Genetic algorithms are heuristic methods, therefore their halting criterion are also heuristic. The greater the number of generations, the better the solution, until a point is reached when the solution improves no more. To stop when the solution is no longer enhanced is a commonly used halting criterion. Another way is fixing the number of generations. In either case, the best solution found in final population is chosen as the answer.

Applet

This little example solve a trivial problem : find the maximum in a an array. However, it is interesting to see the contribution of the different parameters to the algorithm, and its convergence.

This applet is simple to use: with the mouse, select 16 points to define the cost function. You can also choose to pick a random function with the 'Random' button. After the definition of the cost function, the algorithm begins when the button 'Go' is pushed. (The applet requires Java 1.1.).

Conclusion

We have described the basics of genetic algorithms. Lots of methods exist to improve genetic algorithms, like the use of continuous value parameters, where each gene represents a real value parameter instead of a bit of the chromosome's binary string encoding. But the basics remain the same. In our case we want to use genetics algorithms to extract geometric primitives.

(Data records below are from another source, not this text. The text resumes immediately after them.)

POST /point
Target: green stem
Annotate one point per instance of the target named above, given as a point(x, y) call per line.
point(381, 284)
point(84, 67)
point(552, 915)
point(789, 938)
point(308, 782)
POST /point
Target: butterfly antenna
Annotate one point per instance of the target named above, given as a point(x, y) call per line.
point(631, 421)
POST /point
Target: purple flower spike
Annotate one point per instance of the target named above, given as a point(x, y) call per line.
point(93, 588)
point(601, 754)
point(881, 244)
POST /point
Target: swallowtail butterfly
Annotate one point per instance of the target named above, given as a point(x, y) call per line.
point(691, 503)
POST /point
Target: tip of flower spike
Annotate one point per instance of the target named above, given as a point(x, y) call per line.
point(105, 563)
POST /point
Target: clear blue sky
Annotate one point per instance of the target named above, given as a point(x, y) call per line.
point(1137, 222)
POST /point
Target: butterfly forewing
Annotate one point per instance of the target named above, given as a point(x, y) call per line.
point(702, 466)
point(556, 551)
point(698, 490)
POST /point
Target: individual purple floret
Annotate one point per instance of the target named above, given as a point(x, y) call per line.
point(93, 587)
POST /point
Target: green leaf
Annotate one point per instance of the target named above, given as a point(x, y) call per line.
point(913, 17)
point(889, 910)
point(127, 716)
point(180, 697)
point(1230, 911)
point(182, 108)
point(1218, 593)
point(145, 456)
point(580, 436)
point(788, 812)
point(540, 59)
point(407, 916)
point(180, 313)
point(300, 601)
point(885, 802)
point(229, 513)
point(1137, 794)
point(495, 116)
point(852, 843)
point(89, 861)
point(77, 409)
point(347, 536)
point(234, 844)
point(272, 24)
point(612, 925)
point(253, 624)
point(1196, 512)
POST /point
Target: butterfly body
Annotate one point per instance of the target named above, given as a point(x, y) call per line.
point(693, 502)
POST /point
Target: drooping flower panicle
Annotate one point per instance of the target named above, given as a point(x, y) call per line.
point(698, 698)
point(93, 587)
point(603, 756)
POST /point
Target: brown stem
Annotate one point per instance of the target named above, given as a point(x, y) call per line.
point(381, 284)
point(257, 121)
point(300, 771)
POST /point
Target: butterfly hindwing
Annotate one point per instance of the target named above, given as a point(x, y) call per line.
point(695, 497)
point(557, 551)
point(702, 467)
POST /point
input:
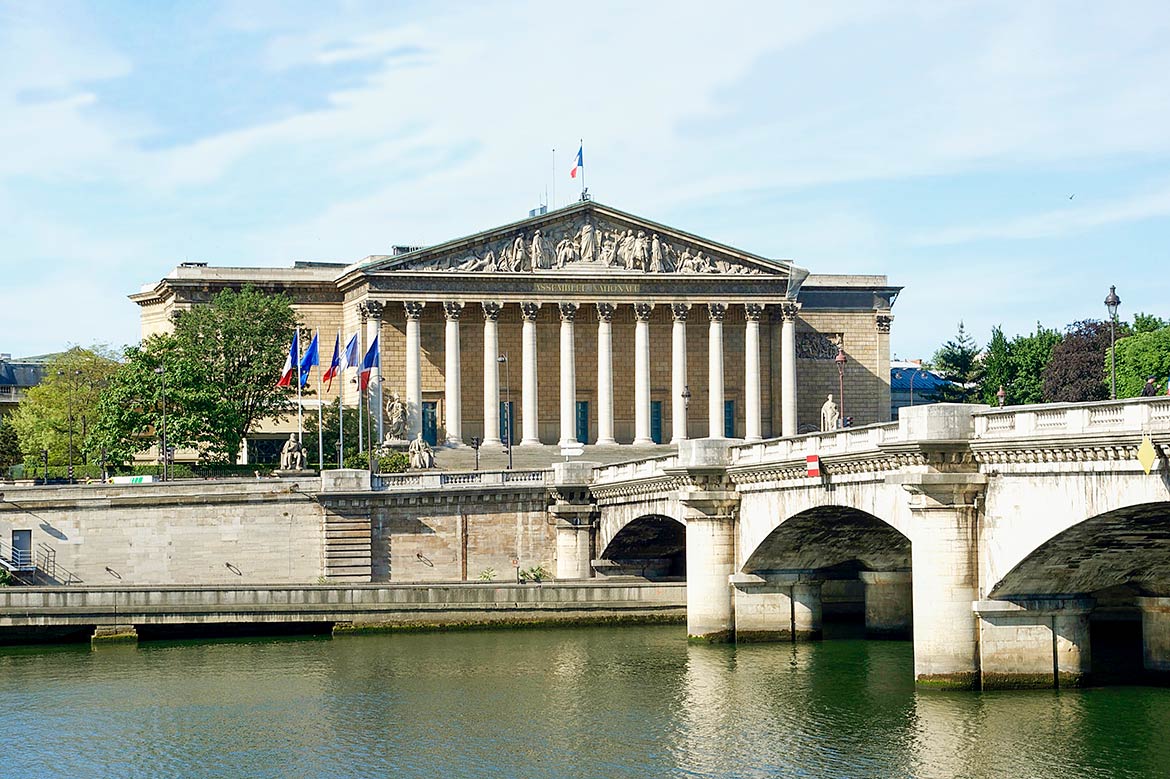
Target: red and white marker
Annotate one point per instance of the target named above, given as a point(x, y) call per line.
point(813, 463)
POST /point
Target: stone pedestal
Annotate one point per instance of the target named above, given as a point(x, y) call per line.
point(1034, 643)
point(889, 604)
point(1156, 634)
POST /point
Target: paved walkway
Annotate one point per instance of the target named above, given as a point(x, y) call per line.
point(534, 457)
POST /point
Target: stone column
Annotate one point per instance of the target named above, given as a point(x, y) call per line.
point(679, 372)
point(490, 374)
point(413, 370)
point(1156, 634)
point(752, 424)
point(568, 376)
point(789, 312)
point(453, 394)
point(715, 371)
point(605, 374)
point(530, 431)
point(889, 602)
point(373, 388)
point(944, 559)
point(642, 312)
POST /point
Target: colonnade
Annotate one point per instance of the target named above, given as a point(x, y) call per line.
point(453, 312)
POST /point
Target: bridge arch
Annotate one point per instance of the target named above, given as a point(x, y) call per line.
point(652, 545)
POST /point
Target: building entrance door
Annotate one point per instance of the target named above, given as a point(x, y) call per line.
point(429, 422)
point(656, 421)
point(582, 421)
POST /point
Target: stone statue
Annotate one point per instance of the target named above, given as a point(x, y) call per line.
point(421, 455)
point(828, 415)
point(656, 264)
point(587, 242)
point(293, 454)
point(539, 261)
point(396, 419)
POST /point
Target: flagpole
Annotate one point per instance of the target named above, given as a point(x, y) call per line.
point(321, 401)
point(341, 414)
point(300, 421)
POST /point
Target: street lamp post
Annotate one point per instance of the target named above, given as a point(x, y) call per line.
point(840, 377)
point(503, 359)
point(162, 371)
point(1110, 303)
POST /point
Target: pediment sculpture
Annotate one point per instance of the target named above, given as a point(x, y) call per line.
point(585, 242)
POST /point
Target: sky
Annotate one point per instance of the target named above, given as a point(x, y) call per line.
point(1003, 161)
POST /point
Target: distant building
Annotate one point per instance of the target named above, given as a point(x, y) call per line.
point(16, 377)
point(912, 385)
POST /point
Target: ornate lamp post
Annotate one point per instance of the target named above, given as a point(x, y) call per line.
point(840, 376)
point(507, 436)
point(1110, 303)
point(162, 371)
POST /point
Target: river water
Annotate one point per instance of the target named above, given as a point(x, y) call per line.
point(590, 702)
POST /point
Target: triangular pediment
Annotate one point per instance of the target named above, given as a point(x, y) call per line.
point(584, 239)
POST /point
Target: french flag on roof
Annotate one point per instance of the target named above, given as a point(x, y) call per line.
point(290, 363)
point(579, 164)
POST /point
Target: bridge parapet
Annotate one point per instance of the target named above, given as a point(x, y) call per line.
point(1131, 415)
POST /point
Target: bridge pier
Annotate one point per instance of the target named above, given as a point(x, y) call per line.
point(1033, 643)
point(944, 559)
point(777, 606)
point(889, 602)
point(1156, 634)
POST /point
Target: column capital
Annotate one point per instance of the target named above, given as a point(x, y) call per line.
point(413, 309)
point(370, 309)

Finally lets list some of the key advantages of genetic algorithms:

General, robust approach that can be easily adapted to a wide variety of applications.

Can give a good approximation of the optimal solution even when there are a large number of discrete or continuous parameters.

Capable of optimizing just about any cost function with few, if any, mathematical limitations.

Works well with real-world data.

Suitable to implementation on parallel architectures.